Wednesday, August 01, 2007

TOP STORY >>Senate cuts out school's funding

By JOHN HOFHEIMER
Leader senior staff writer

The Senate Armed Services subcommittee has stripped money for the Jacksonville-Little Rock Air Force Base Joint Education Center from the proposed 2008 military construction appropriation ap-proved by the House and passed to the Senate floor, but Sen. Blanche Lincoln’s office says there are still two chances to put $9.8 million back into the bill.

“It’s still open for debate on the floor and then in the joint conference committee,” said Katie Laning, spokesman for Lincoln.
“The education facility is definitely a priority for Lincoln and the entire delegation,” she said.

“We’re not done with the process,” said Pryor’s spokesman, Michael Teague. “We’ll continue to fight for those dollars, to put our best foot forward with (Cong. Vic Snyder) on the House side.”

“I am hopeful that the education center will be in the final conference report, but there is a long way to go in the legislative process,” Cong. Vic Snyder said Tuesday.

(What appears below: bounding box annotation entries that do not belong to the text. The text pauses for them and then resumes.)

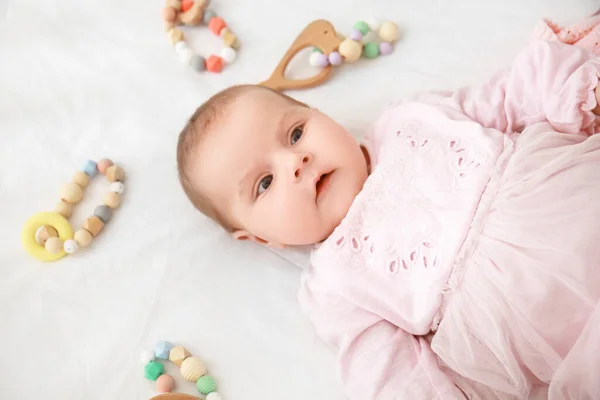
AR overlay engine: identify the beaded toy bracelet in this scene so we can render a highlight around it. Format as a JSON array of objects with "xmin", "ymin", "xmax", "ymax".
[
  {"xmin": 162, "ymin": 0, "xmax": 239, "ymax": 72},
  {"xmin": 141, "ymin": 340, "xmax": 221, "ymax": 400},
  {"xmin": 21, "ymin": 159, "xmax": 125, "ymax": 261},
  {"xmin": 309, "ymin": 18, "xmax": 400, "ymax": 68}
]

The base is in Snyder’s congressional district and he’s a long-time advocate for it.
The issue came to light locally Monday, when John Chavis, LRAFB deputy base civil engineer, warned that the base had never received appropriations for two major construction jobs in the same fiscal year.


RUNWAY REPAIR

Both the Senate committee and the House versions of the military construction appropriation both include $9.8 million for runway repairs at Little Rock Air Force Base.

“Little Rock has never had two (construction appropriations) in one year, and the Senate is more interested in airfield repair,” Chavis told Jacksonville Rotarians Monday.

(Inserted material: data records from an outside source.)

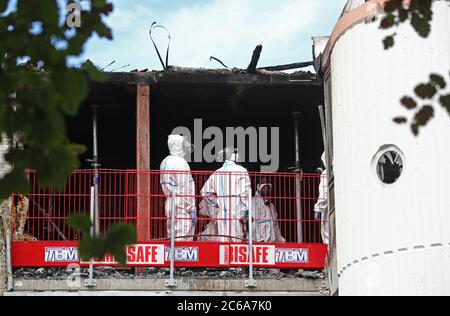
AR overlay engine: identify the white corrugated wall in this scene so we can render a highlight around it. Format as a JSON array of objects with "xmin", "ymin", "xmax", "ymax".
[{"xmin": 331, "ymin": 1, "xmax": 450, "ymax": 295}]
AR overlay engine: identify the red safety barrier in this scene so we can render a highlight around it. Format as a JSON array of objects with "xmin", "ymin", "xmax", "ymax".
[{"xmin": 12, "ymin": 170, "xmax": 327, "ymax": 269}]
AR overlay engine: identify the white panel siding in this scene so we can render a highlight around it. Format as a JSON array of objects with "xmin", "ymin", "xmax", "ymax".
[{"xmin": 331, "ymin": 1, "xmax": 450, "ymax": 295}]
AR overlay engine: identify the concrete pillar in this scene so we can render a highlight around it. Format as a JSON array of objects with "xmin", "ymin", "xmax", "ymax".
[
  {"xmin": 136, "ymin": 85, "xmax": 151, "ymax": 241},
  {"xmin": 0, "ymin": 218, "xmax": 6, "ymax": 296}
]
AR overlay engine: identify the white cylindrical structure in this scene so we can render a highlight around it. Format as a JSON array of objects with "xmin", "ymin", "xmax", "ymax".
[{"xmin": 323, "ymin": 0, "xmax": 450, "ymax": 295}]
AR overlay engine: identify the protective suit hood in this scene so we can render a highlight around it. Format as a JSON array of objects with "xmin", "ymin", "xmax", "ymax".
[{"xmin": 167, "ymin": 135, "xmax": 185, "ymax": 157}]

The base needs money to patch runways worn by the relentless take-offs and landings at the nation’s premiere C-130 center.

In the House version, both projects are funded for $9.8 million in the 2008 House Military Construction and Veterans Affairs Appropriation Act, approved in June, but the bill has languished in the Senate and is unlikely to be considered before lawmakers leave for the August recess, according to Nancy Shefflette, director of the ASU-Beebe LRAFB Degree Center.
The Jacksonville-LRAFB education center, a first-of-its-kind collaboration between a community and a base, is expected to cost about $15 million, and Jacksonville residents taxed themselves and already have their share in the bank.


TRAILBLAZER

“When complete, the joint education facility will be a trailblazer,” said local banker Larry Wilson. “We taxed ourselves,” he said of Jacksonville residents.

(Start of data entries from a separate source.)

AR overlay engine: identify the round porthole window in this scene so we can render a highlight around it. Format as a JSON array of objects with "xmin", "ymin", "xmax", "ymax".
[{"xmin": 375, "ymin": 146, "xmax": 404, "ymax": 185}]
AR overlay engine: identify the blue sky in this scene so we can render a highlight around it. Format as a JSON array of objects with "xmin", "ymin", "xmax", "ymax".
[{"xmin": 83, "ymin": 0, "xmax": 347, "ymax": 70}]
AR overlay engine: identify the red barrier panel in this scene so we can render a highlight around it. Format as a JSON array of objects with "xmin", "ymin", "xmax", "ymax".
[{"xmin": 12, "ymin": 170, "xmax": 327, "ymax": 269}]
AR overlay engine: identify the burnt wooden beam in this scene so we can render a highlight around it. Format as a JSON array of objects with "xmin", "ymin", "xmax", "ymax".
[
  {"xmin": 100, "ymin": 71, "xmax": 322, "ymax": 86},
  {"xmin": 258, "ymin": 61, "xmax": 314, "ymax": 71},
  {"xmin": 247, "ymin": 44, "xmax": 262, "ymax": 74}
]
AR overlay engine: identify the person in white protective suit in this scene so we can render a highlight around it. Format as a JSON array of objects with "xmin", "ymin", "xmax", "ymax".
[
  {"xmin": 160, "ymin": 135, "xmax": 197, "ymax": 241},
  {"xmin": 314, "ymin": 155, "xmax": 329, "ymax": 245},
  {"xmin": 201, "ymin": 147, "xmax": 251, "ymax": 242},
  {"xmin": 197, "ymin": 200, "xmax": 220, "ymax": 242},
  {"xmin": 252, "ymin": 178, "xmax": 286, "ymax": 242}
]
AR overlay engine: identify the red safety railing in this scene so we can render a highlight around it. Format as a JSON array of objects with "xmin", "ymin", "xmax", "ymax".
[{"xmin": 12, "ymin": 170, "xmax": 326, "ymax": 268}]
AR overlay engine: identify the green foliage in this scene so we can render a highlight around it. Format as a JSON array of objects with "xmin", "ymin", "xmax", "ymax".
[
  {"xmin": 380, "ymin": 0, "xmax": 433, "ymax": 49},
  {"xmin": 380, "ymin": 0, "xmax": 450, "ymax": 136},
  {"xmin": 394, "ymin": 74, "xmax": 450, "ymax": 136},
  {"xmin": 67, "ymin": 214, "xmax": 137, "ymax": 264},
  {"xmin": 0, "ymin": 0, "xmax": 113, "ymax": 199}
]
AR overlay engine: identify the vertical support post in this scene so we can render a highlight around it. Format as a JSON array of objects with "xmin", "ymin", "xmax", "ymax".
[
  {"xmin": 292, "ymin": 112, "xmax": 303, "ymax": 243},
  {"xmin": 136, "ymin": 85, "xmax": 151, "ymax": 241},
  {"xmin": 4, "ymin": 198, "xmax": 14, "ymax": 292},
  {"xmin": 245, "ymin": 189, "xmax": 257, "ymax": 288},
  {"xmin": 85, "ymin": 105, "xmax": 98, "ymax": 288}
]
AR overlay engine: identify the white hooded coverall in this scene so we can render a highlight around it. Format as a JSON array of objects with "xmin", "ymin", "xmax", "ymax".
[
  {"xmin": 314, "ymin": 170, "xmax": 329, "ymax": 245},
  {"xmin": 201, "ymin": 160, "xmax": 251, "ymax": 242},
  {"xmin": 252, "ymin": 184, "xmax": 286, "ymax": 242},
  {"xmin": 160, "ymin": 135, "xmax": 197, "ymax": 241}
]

The city of Jacksonville has set aside $5 million for its share.

The joint education center, to be constructed on the civilian side of the base perimeter—outside the wire, in military parlance—is authorized as a multi-purpose educational facility that meets Air Force standards for distance learning, video teleconferencing and seminar needs.

Currently, the Education Center is housed in two inadequate converted dormitories that provide a limited scope of academic offerings due to space constraints and distance from the base library, according to Shefflette.

Jacksonville officials and leaders view the center as part of a strategy to provide a college education for local residents.


SIX COLLEGES

The center includes classes affiliated with ASU-Beebe, Embry-Riddle Aeronautical University, Park University, Southern Illinois University, University of Arkansas and Webster University.

The center originally was expected to be 82,000 sq. ft., but was scaled down to 50,000 sq. ft., Shefflette said.
“Of the six schools represented at the base, ASU-Beebe, offering associate’s degrees and also a certificate of proficiency in upholstery, has the most students, according to Shefflette, a former colonel at the base and also former director of the Embry-Riddle Aeronautical University.

Before 9/11, she had 168 civilians enrolled, but in the immediate wake of the terrorist attacks, civilian students couldn’t get on base.

Today, there are fewer than 50 civilian students in her program, she said.

The Joint Education Center idea grew out of the 911 terrorist attacks and the problem of making the classes more accessible to civilians at time of high alert, she said.

Classes range from self-improvement classes such as learning to upholster to classes leading to associates’ degrees, bachelor of science degrees and master’s degrees in arts, science, aeronautical science, business administration and public administration.